Run correct valve train or learn an expensive lesson like I did.



This was a combination of too light a spring and an improper installed height. Needed much more pressure for the cam I was running. Because I was keeping tabs on my oil and cutting my filters apart after every race, I caught this before I lost everything.
The cost to fix it correctly more than doubled what I should have had to spend if it had been done correctly the first time.
Take the time to learn from those who understand spring pressures and valve train and save some head ache and money.
I wish I had.
 
We put an XE 274 comp cams with .488/.491 lift in my sons 383. We're using stock springs that were on the 67 440 (915) heads. Stock rocker gear, 3 years running, and no probs so far. Pretty sure the stock 440 Magnum cam is around .480 lift, so you're at what a stock cam would have. The Eddy heads have springs that will accomodate .500 plus lift at the valve. If anything, those heads would have higher spring pressures than a stock factory head.
 
The XE series is a slower lobe than the XE-HL series lobes because the XE series works with the smaller lifer diameters and the HL is .904 Mopar only. So you have a good bit smaller cam than the 285HL, and the HL series needs a double spring. The XE274 calls for the single spring that is the same spec as the RPm spring. Honestly - you've had no problems, but that doesn't mean you "got it right". Because if you have stock Magnum type springs on it, it's not making near what it could for steam, stamped rockers or no. I find it crazy that the manufacturer tells your machinist what has to be run and they ignore it.
 
BBish - you really should replace the springs and run adjustable rockers if you want to run that camshaft. You are asking for valvetrain problems and/or a wiped cam by combining that cam with those parts.

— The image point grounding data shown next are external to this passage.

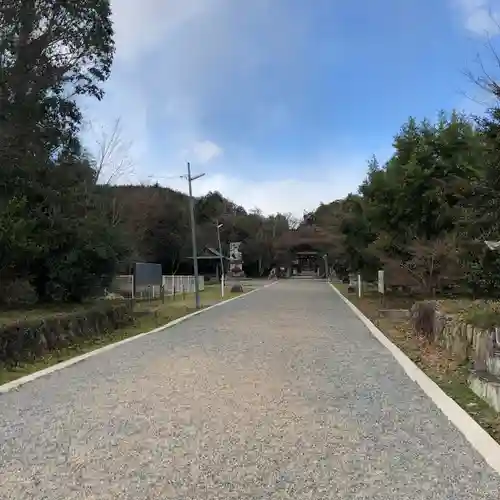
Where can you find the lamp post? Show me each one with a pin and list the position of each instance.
(221, 259)
(193, 234)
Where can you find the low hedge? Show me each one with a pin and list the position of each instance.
(30, 339)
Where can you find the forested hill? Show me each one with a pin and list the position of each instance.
(156, 222)
(425, 214)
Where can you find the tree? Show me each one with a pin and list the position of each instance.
(112, 161)
(51, 52)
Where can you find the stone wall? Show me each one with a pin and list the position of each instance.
(466, 343)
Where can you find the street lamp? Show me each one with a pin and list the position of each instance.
(221, 259)
(325, 257)
(190, 179)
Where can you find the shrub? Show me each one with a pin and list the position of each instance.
(237, 288)
(18, 293)
(483, 314)
(30, 339)
(423, 318)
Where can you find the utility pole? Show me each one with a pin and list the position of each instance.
(193, 235)
(221, 259)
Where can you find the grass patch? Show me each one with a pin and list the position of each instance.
(433, 360)
(147, 316)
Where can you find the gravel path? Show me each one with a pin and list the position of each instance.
(281, 395)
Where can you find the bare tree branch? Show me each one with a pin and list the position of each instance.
(112, 161)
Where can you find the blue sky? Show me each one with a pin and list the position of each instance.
(281, 102)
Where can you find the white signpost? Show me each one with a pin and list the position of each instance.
(236, 260)
(381, 285)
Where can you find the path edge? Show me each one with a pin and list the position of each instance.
(15, 384)
(480, 440)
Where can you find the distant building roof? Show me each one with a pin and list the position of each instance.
(210, 253)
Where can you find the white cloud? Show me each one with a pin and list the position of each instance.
(323, 179)
(206, 151)
(194, 50)
(481, 17)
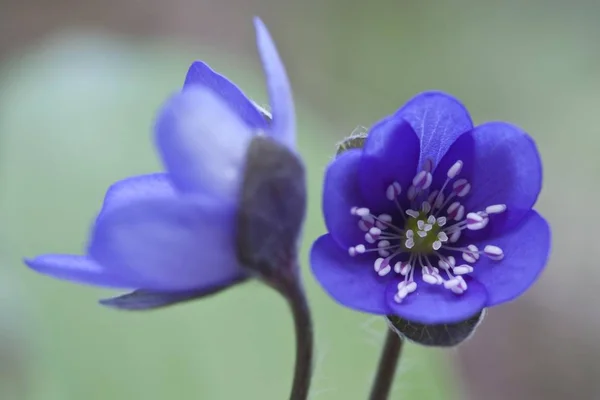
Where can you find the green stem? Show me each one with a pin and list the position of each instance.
(386, 371)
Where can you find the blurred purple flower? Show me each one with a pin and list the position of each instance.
(171, 235)
(432, 219)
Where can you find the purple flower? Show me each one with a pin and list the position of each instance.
(432, 219)
(171, 236)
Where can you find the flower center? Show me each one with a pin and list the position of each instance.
(427, 230)
(424, 238)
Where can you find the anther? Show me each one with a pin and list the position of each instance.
(476, 222)
(450, 283)
(356, 250)
(496, 209)
(454, 236)
(455, 169)
(383, 221)
(462, 269)
(412, 213)
(361, 212)
(493, 252)
(382, 266)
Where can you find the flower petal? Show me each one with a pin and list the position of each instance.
(351, 281)
(390, 154)
(151, 300)
(79, 269)
(438, 120)
(283, 126)
(169, 244)
(203, 143)
(137, 188)
(433, 304)
(504, 167)
(340, 193)
(201, 74)
(526, 251)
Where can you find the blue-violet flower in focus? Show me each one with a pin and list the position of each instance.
(173, 233)
(432, 219)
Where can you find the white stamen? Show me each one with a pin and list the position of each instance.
(493, 252)
(476, 222)
(383, 221)
(412, 213)
(383, 243)
(360, 249)
(496, 209)
(450, 283)
(455, 170)
(457, 290)
(362, 212)
(369, 238)
(454, 236)
(462, 269)
(428, 278)
(384, 271)
(375, 231)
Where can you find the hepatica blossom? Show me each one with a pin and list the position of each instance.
(432, 220)
(171, 235)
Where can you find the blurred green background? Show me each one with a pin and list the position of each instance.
(80, 83)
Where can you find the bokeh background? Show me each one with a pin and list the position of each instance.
(80, 82)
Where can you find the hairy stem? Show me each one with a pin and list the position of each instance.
(293, 292)
(386, 371)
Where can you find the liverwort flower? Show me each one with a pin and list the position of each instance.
(173, 236)
(431, 220)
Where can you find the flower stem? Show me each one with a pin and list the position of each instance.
(293, 292)
(386, 371)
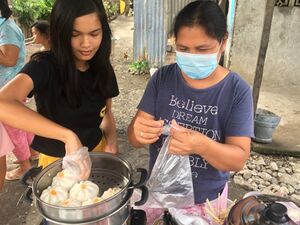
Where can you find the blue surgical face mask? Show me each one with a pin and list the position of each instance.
(197, 66)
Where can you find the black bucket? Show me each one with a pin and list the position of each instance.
(265, 123)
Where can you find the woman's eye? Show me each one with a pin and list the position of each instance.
(95, 34)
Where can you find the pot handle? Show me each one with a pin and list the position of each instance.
(144, 196)
(31, 173)
(143, 179)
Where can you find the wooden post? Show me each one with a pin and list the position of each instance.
(262, 51)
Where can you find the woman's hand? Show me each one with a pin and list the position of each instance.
(144, 129)
(185, 141)
(147, 130)
(72, 143)
(111, 149)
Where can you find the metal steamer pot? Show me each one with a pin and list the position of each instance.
(121, 216)
(107, 171)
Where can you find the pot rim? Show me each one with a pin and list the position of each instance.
(124, 204)
(59, 163)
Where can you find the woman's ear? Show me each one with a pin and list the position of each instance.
(224, 42)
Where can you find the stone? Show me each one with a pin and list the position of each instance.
(273, 166)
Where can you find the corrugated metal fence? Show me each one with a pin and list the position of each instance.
(153, 20)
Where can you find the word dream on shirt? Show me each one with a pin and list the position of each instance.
(194, 116)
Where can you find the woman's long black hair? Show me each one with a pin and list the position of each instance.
(204, 13)
(5, 10)
(66, 79)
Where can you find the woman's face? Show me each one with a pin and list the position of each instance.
(194, 40)
(37, 37)
(86, 38)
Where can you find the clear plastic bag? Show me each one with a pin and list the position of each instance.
(79, 162)
(170, 183)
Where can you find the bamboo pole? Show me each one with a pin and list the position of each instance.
(263, 51)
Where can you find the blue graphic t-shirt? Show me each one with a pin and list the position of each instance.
(11, 34)
(220, 111)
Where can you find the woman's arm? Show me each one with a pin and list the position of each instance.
(230, 156)
(144, 130)
(14, 113)
(9, 55)
(109, 130)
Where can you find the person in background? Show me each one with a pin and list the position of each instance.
(73, 85)
(6, 146)
(208, 106)
(12, 59)
(41, 34)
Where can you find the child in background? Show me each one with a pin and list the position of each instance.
(6, 146)
(12, 59)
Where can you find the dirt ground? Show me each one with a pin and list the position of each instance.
(15, 210)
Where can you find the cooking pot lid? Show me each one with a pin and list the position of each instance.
(262, 210)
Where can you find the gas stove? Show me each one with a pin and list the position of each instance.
(137, 217)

Or - run a smaller less aggressive camshaft. The HL lobes are a bit faster and you need more pressure with them - not less. You risk the lowering of the rpm window the cam works in, and the camshaft itself if the lifters experience a loss of control and contact with the cam lobe at any point.

One of the Mopar magazines ran that same camshaft on 906 heads with the stock springs for that head along with the rest of a stock valve train and they had no problems - there was no long term follow-up to the story to let us know how it lasted or if it blew up. I've spent quite a bit of time researching this. Time will tell.
 
In answer to your question, stickman77, yes you can run stamped steel rockers with the XE268 cam, and the Eddy RPM heads. Lots of guys have used higher lift cams with those heads and stamped rockers with no probs. That cam lift is similar to the Magnum cam, and isn't considered to be a hi lift cam. Follow the cam manufacturers spring pressure recommendations.